15 March 2006

How a fake general, a pliant media, and a master manipulator helped lead the United States into war

Heroes in Error
Eight weeks after September 11, a pair of Americans entered the gleaming marble lobby of Beirut’s Intercontinental Hotel La Vendome, where they were greeted by a group of Iraqi expatriates. The Americans were reporters—New York Times war correspondent Chris Hedges, who’d just been put on the Al Qaeda beat, and Christopher Buchanan, an associate producer of PBS’s Frontline—there to meet a mysterious Iraqi defector with information about Saddam Hussein’s secret weapons program. Hedges and Buchanan were ushered to an elegant suite overlooking the Mediterranean, where they interviewed Jamal al-Ghurairy, an Iraqi lieutenant general who had fled Iraq. Ghurairy claimed to have witnessed foreign Islamic militants training to hijack airplanes at an Iraqi terrorist training camp.

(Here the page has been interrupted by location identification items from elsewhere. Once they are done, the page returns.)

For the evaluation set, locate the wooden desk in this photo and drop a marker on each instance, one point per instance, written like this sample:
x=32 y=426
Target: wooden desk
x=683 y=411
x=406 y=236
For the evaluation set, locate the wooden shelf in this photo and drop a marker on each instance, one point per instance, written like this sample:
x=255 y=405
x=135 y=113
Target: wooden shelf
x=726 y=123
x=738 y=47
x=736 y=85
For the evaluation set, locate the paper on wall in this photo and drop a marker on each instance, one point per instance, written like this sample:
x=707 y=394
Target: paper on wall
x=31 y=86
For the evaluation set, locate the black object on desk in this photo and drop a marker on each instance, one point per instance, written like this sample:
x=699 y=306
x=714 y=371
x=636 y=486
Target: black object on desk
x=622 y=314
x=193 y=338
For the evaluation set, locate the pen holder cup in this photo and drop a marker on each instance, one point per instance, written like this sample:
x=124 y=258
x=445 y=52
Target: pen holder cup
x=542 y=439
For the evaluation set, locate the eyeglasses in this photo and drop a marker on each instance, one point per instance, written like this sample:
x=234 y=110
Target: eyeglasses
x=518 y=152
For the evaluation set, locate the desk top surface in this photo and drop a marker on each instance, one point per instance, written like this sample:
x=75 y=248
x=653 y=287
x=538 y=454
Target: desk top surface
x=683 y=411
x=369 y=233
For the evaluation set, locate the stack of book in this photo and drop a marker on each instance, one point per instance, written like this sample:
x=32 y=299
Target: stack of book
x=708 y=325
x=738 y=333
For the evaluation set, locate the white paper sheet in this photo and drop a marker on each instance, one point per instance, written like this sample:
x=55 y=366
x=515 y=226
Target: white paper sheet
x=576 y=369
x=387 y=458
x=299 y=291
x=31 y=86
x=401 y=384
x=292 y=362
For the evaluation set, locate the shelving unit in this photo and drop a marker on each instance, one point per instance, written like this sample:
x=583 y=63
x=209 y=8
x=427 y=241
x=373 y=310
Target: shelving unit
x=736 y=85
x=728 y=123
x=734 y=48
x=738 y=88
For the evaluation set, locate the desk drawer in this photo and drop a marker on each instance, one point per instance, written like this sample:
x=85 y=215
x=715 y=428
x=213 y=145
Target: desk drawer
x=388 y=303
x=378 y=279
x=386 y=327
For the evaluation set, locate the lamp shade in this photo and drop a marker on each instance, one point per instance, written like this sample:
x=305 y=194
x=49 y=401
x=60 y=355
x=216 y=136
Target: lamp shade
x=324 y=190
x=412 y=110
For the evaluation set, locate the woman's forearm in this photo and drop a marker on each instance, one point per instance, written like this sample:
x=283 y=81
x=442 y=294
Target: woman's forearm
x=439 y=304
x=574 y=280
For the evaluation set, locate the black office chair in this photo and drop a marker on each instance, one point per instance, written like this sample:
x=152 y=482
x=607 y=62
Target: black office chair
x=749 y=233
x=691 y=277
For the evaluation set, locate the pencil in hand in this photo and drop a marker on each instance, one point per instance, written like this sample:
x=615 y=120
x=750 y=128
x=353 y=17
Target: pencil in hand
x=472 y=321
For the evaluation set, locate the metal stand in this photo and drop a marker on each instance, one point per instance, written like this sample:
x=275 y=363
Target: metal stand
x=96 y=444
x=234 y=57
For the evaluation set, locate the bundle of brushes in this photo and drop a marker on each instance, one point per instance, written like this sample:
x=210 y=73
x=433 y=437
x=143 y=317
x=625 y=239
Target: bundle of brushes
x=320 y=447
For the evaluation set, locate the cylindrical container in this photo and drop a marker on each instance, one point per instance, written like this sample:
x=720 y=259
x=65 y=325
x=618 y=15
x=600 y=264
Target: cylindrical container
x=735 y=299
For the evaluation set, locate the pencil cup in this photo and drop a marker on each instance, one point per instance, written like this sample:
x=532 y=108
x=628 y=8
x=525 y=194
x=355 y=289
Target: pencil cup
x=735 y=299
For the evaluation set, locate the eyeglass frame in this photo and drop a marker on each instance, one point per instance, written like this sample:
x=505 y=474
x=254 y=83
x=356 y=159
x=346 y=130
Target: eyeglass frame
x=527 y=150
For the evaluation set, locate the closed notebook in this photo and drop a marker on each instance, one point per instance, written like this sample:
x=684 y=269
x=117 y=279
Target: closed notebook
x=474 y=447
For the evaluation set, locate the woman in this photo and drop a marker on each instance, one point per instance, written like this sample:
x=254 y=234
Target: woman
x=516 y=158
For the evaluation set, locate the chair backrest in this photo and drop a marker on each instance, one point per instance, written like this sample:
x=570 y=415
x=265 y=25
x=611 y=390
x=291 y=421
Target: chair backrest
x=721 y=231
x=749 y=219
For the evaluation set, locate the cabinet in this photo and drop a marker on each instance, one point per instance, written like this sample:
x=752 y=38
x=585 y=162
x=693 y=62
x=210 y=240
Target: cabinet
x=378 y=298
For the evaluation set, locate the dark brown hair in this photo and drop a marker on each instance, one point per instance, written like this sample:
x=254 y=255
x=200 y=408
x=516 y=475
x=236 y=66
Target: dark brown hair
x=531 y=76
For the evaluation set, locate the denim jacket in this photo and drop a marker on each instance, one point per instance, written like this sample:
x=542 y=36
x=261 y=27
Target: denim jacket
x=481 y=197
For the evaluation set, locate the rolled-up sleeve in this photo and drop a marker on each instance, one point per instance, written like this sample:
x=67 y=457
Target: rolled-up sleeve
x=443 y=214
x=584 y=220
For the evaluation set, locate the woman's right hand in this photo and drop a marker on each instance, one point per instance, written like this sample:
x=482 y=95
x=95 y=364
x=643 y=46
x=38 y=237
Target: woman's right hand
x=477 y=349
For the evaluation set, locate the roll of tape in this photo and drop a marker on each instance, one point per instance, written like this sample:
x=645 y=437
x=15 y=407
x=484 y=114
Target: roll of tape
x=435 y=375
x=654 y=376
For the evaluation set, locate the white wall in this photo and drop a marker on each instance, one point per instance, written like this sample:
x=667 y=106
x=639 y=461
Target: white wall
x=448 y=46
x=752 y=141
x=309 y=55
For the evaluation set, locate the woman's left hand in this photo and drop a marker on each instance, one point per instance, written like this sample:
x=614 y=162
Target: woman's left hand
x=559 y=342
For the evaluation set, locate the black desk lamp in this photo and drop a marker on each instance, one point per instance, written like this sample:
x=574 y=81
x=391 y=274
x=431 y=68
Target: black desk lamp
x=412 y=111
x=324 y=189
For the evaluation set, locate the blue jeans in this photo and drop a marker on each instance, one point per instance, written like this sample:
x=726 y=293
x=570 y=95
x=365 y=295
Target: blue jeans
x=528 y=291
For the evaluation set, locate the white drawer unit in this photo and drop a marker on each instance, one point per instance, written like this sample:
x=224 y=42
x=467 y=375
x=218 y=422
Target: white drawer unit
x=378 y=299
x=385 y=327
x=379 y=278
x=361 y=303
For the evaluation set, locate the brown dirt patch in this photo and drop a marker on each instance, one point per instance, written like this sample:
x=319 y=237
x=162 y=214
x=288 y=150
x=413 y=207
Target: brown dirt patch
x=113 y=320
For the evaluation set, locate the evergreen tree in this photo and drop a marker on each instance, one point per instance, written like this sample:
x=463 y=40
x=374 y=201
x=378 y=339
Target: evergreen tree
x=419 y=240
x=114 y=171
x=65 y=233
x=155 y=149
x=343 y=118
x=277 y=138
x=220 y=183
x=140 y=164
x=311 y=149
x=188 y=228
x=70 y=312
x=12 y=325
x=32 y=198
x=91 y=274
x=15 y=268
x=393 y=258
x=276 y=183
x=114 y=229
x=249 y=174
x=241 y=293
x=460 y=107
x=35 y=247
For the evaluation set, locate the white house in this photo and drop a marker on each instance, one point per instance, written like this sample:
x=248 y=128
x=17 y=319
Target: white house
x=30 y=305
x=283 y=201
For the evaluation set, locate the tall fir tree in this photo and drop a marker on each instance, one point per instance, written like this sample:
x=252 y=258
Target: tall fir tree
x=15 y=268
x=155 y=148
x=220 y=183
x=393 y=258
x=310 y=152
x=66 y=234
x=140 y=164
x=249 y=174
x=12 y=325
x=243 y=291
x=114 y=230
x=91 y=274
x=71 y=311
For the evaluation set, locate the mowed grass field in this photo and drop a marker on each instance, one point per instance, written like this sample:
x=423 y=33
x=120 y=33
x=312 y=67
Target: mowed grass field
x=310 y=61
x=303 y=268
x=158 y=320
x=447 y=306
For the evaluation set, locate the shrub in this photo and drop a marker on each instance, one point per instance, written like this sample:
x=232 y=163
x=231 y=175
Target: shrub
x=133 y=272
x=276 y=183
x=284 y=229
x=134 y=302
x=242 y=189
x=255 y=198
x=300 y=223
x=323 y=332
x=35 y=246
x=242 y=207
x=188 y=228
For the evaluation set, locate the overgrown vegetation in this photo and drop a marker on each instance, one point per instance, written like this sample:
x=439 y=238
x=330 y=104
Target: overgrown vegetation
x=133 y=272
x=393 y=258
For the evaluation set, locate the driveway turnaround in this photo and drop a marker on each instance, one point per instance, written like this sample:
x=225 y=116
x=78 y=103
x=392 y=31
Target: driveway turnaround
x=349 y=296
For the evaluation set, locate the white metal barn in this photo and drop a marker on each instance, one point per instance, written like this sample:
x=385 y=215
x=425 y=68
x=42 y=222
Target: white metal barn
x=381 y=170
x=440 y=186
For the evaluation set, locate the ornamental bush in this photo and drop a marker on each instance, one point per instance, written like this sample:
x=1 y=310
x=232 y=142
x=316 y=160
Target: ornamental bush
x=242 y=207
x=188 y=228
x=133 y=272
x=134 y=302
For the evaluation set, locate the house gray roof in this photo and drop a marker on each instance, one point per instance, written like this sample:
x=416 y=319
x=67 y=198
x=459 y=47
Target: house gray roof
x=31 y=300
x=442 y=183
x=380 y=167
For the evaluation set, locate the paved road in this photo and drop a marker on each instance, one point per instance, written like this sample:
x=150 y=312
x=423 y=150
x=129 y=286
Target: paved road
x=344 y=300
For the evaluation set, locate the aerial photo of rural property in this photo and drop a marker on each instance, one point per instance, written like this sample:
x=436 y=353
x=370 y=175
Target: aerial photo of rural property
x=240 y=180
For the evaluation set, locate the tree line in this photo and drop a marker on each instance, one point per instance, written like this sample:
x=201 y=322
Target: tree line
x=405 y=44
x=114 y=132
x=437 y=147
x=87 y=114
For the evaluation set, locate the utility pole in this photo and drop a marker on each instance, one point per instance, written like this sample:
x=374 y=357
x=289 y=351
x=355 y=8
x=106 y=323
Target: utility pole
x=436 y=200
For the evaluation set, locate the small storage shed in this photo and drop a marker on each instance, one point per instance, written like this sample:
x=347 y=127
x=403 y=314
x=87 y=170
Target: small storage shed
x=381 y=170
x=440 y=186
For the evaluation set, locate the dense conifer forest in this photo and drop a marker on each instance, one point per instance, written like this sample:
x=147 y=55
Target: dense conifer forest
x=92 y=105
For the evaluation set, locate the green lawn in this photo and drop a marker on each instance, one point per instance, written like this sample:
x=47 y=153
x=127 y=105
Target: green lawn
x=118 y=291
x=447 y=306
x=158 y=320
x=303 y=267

Two days later the story that spun out on the front page of the New York Times was as shocking as it was convincing. Ghurairy claimed that as a senior intelligence official, he had witnessed foreign Arab fighters training to hijack airplanes at the Salman Pak military facility south of Baghdad. About 40 foreign nationals, Ghurairy said, were based there at any given time. “We were training these people to attack installations important to the United States. The Gulf War never ended for Saddam Hussein. He is at war with the United States,” the Times quoted Ghurairy as saying. Ghurairy also claimed a German scientist was working in a section of the base that produced biological agents. The report noted the role the INC had in setting up the interview, but no serious questions were raised about the general’s provenance.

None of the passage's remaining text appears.